For businesses that sell or use software across state lines, this inconsistency can trigger surprise liabilities, especially after the 2018 Wayfair decision. That ruling gave states the power to tax businesses based on economic nexus — meaning companies can owe tax even without a physical presence in the state.
In short: knowing the tax treatment of your software product in every state you operate in isn’t optional — it’s necessary.
Taxability of Prewritten Software
Prewritten software (also known as canned or off-the-shelf software) refers to applications that are not tailor-made for a specific customer. Think of standard accounting tools, video games, or web browsers — the kind of products anyone can buy.
How this software is taxed depends on two key factors:
- Whether it’s prewritten or custom-built
- How it’s delivered — on physical media like CDs or electronically
In many states:
- Prewritten software sold on a CD or USB is treated as tangible personal property and taxable
- Prewritten software downloaded electronically is also taxable in some states, because they classify it as tangible, despite having no physical form
State Examples:
- New York: Taxable, regardless of delivery method
- California: Taxable only if delivered on physical media. Electronic delivery is not taxed
This distinction means businesses need to document how software is delivered — not just what it is.
Taxability of Custom Software
Custom software is built specifically for a single client. Whether it’s a custom ERP, a tool for internal workflows, or a specially-built analytics platform, it’s considered custom when it’s tailored to one user’s needs.
And in most states, custom software is exempt from sales tax.
But there’s a twist: if that software is later sold to another customer — meaning it’s no longer “custom” for just one person — it may lose its exemption and become taxable.
State Examples:
- Illinois: Custom software is not taxable
- Tennessee: Custom software is treated as tangible personal property and taxable
So even within custom builds, states differ.
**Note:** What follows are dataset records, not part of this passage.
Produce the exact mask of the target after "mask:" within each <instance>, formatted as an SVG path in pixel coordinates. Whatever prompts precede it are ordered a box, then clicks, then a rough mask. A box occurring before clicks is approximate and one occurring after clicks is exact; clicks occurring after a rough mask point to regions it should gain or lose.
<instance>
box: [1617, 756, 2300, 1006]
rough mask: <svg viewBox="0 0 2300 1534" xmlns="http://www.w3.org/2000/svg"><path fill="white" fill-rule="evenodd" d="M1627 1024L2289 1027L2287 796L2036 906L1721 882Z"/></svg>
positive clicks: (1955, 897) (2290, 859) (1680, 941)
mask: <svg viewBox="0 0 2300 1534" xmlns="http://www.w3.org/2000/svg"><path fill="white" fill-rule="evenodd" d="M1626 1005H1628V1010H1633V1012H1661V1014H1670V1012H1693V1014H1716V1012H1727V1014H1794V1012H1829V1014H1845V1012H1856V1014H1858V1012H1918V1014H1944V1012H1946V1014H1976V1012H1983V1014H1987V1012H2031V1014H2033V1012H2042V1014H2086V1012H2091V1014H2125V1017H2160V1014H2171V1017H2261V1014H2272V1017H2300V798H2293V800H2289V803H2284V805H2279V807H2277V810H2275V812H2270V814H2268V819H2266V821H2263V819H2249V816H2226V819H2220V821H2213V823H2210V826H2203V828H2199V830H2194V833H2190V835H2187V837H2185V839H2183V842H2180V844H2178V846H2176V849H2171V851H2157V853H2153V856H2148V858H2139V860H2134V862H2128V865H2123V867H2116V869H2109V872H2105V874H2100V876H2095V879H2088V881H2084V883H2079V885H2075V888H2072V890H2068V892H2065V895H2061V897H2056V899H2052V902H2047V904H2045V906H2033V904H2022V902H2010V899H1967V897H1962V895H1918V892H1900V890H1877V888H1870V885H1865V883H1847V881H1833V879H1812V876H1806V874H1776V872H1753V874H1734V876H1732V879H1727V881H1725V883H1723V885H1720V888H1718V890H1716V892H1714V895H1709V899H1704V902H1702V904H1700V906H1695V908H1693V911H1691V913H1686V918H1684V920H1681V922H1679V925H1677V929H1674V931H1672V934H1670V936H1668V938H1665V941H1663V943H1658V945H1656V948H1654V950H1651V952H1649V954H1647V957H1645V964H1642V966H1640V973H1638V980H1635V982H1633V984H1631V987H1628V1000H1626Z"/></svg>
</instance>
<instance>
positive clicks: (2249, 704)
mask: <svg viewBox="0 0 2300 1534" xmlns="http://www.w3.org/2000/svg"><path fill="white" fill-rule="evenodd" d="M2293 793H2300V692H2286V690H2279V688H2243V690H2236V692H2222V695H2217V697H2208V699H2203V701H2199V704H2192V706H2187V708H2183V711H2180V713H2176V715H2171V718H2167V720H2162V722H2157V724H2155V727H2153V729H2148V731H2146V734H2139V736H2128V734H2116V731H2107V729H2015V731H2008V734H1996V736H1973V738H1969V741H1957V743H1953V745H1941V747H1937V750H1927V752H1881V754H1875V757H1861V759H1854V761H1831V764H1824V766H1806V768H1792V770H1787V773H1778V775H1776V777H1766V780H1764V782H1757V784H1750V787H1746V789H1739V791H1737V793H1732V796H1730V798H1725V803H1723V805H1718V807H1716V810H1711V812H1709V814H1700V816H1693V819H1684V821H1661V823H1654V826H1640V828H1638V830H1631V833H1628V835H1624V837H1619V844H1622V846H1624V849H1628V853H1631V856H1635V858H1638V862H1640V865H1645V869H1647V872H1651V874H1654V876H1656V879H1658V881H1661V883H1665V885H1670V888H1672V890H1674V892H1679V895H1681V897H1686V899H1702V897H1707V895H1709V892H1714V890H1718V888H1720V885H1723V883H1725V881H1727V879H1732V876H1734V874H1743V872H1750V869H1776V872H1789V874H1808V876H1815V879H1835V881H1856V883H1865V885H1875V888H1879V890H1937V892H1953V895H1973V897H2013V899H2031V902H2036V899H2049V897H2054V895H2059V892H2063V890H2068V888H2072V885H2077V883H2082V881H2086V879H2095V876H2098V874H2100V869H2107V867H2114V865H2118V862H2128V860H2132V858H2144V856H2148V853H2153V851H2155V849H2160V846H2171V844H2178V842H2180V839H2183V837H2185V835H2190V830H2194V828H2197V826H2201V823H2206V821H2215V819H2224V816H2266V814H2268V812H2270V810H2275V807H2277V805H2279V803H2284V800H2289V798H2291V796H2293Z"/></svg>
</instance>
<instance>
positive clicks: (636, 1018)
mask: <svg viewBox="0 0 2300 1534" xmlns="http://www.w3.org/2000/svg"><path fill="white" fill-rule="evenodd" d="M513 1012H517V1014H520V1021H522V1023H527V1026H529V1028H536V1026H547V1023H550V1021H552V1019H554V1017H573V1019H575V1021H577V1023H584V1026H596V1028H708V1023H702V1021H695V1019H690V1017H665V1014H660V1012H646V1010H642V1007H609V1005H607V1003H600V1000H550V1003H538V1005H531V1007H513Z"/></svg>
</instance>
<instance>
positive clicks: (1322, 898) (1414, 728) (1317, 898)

Businesses must be able to justify their exemption with documentation, and be careful if reselling the product later.
Taxability of SaaS
SaaS (Software as a Service) brings its own set of challenges.
SaaS products are accessed online — customers subscribe or license access to software that is hosted in the cloud. They don’t download or own the software, they simply use it via login credentials.
This has led to a split in how states treat SaaS:
- Some see it as renting a service — and tax it
- Others treat it as intangible, and don’t
State Examples:
- New York: Taxable
- California: Does not tax digital goods
- Iowa: SaaS is not taxable if it’s for business use
- Connecticut: SaaS is taxed at a reduced rate if it’s for business use
The takeaway? SaaS providers must not assume their service is tax-exempt. Instead, they should check state-specific rules — especially if they’re growing across borders.
Why This Matters
For software vendors and SaaS businesses, tax compliance is no longer a back-office issue — it’s a frontline concern.
Between different treatments of:
- Prewritten vs. custom software
- Physical vs. electronic delivery
- Tangible goods vs. services
- State-by-state classifications of SaaS
… the risk of getting it wrong is high.
Thanks to economic nexus laws, even small businesses can suddenly find themselves owing taxes in multiple states. And the penalties for late registration or undercollection can add up fast.
Conclusion
When it comes to software and SaaS, there’s no one-size-fits-all approach to sales tax. From how your product is delivered to whether it’s custom or off-the-shelf, each detail plays a role in determining taxability — and each state draws the line differently.
For growing businesses, especially those operating online or across borders, staying compliant means staying informed. Taking the time to understand how your software is taxed today can save you from costly surprises tomorrow.